Portuguese banks are set to be the next to require massive state handouts in the latest instalment of the global financial crash that first emerged in 2007. Although massive government borrowing by countries like the USA and the UK, that still enjoy their own currencies helped stave off a complete collapse; counties in the Eurozone have been unable to act.
This process has been most dramatic in Greece, where crippling austerity has been imposed on the Greek people to – in effect – reward German and French banks for making insanely optimistic loans to a Greek government that could never hope to pay them back. However, Greece is just the tip of a Eurozone iceberg that will ultimately result in the collapse of the Euro – either in its entirety or through the withdrawal of most of the southern and eastern European states.

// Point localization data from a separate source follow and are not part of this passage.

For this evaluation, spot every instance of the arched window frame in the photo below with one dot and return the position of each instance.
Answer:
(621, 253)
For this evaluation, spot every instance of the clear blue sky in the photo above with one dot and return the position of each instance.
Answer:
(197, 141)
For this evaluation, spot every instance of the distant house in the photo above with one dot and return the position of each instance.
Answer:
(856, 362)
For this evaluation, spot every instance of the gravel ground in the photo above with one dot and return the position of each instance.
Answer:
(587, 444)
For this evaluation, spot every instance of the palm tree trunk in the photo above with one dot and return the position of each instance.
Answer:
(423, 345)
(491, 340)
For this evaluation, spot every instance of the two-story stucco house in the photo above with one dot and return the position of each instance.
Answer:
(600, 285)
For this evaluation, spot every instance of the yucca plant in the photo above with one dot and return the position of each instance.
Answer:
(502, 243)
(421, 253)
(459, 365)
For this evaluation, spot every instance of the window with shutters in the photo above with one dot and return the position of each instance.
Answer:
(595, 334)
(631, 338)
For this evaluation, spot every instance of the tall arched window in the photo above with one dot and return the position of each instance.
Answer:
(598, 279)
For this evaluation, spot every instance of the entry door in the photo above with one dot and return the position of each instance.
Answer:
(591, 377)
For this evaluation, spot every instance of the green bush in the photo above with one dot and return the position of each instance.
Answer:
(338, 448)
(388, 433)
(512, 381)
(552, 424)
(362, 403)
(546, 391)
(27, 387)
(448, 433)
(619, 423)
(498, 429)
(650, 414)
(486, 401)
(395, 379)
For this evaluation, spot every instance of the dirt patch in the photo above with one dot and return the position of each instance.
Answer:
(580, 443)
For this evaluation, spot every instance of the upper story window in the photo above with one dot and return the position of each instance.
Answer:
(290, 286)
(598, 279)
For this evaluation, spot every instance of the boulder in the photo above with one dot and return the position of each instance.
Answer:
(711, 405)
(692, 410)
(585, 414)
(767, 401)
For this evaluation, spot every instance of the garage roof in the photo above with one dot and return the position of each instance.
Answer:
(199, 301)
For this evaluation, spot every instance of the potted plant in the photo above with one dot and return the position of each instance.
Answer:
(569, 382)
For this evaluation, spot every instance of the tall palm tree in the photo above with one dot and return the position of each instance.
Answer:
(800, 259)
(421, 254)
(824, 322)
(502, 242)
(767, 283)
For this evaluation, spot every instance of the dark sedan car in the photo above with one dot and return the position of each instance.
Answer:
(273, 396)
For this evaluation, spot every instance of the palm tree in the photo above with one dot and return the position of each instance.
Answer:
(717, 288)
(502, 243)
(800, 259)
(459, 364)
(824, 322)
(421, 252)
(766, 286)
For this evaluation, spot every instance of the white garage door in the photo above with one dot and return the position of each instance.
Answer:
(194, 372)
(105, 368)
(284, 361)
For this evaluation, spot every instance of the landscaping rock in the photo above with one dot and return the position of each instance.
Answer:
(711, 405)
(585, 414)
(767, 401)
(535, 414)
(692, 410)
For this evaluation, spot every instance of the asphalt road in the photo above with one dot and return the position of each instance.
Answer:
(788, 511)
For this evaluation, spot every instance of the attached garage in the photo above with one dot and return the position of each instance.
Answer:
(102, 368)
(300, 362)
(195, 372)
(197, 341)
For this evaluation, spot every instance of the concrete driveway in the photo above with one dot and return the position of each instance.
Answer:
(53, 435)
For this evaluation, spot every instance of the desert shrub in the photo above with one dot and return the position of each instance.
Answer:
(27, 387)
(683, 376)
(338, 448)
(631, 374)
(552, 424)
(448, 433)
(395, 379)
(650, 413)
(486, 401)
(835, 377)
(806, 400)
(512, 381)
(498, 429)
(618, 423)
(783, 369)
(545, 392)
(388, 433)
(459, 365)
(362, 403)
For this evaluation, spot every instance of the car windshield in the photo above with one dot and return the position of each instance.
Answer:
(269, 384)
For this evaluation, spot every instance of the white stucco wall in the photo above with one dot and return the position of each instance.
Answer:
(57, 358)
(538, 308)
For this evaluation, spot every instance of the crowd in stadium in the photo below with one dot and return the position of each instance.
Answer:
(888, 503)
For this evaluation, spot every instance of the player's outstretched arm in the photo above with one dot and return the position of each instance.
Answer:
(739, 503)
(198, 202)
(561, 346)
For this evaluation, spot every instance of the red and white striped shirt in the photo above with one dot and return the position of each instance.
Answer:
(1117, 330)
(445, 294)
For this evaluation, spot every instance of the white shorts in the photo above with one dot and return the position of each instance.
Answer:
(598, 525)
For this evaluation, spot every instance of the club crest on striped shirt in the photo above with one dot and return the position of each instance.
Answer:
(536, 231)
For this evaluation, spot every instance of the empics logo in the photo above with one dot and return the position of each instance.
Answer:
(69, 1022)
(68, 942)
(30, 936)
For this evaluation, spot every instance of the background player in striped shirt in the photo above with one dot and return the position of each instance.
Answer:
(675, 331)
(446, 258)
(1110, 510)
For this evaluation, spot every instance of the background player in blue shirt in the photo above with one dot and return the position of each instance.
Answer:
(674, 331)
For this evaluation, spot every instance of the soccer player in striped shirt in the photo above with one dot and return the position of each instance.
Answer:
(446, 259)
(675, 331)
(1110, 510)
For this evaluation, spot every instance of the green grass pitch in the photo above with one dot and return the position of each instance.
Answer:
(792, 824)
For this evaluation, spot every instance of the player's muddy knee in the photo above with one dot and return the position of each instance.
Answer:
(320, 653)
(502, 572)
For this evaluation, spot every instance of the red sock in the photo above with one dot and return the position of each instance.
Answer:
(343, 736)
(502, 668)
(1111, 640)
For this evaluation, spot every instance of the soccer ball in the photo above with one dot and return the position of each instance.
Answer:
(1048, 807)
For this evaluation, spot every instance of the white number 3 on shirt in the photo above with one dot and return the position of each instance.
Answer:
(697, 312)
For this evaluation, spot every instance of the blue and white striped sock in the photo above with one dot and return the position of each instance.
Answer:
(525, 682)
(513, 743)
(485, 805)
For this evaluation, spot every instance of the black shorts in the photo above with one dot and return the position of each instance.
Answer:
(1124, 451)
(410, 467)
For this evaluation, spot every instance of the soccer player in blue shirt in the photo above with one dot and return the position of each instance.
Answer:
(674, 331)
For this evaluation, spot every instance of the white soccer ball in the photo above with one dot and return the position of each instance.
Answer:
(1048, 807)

According to Will Martin at Business Insider, Portugal is set to experience the next European financial disaster:
“Portugal’s largest bank, Caixa Geral de Depósitos (CGD), an institution that holds nearly one-third of all deposits in the country, is on the brink of destruction following a horrendous first quarter of the year. The bank is thought to need a cash injection of as much as €4 billion (£3.04 billion, $4.45 billion) to rescue it from serious difficulties. That number amounts to roughly 2.5% of Portugal’s GDP.”
While bailouts to individual banks in individual countries continues, the Eurozone itself is becoming a basket-case; with the Central bank forced to set negative interest rates and to pump quantitative easing (i.e. money printing) directly into large European corporations. This all helps to stave off the inevitable collapse for a few more months. But as Martin observes:
“Clearly, Portugal isn’t the only European nation in financial difficulty — Greece is barely scraping through continued talks with its creditors, Italy has huge problems in its banking sector and massive political issues, and France’s striking workers highlight systemic problems with its labour market — but Portugal appears the closest to a new economic crisis.”
The real problem, of course, is not with countries like Portugal and Greece, but with big European banks like Deutsche Bank that issued dodgy loans to sub-prime European states in the first place. Nobody in the European Commission (or global financial governance) cares a jot what happens to ordinary people in the Eurozone. They are, however, greatly troubled by the fact that sooner or later one or more of these states is going to default. When it does, the whole banking house of cards will come tumbling down.
Sooner or later, it will be the Euro itself that suffers a crisis of confidence as global investors wake up to the simple fact that European tax payers will never be able to pay back the money their central bank has been borrowing to plug the black hole of unsustainable debt issued by Europe’s largest banks. After seven years of crisis, more of the same failed bailouts for the banks and austerity for the taxpayers is wearing thin both politically and economically.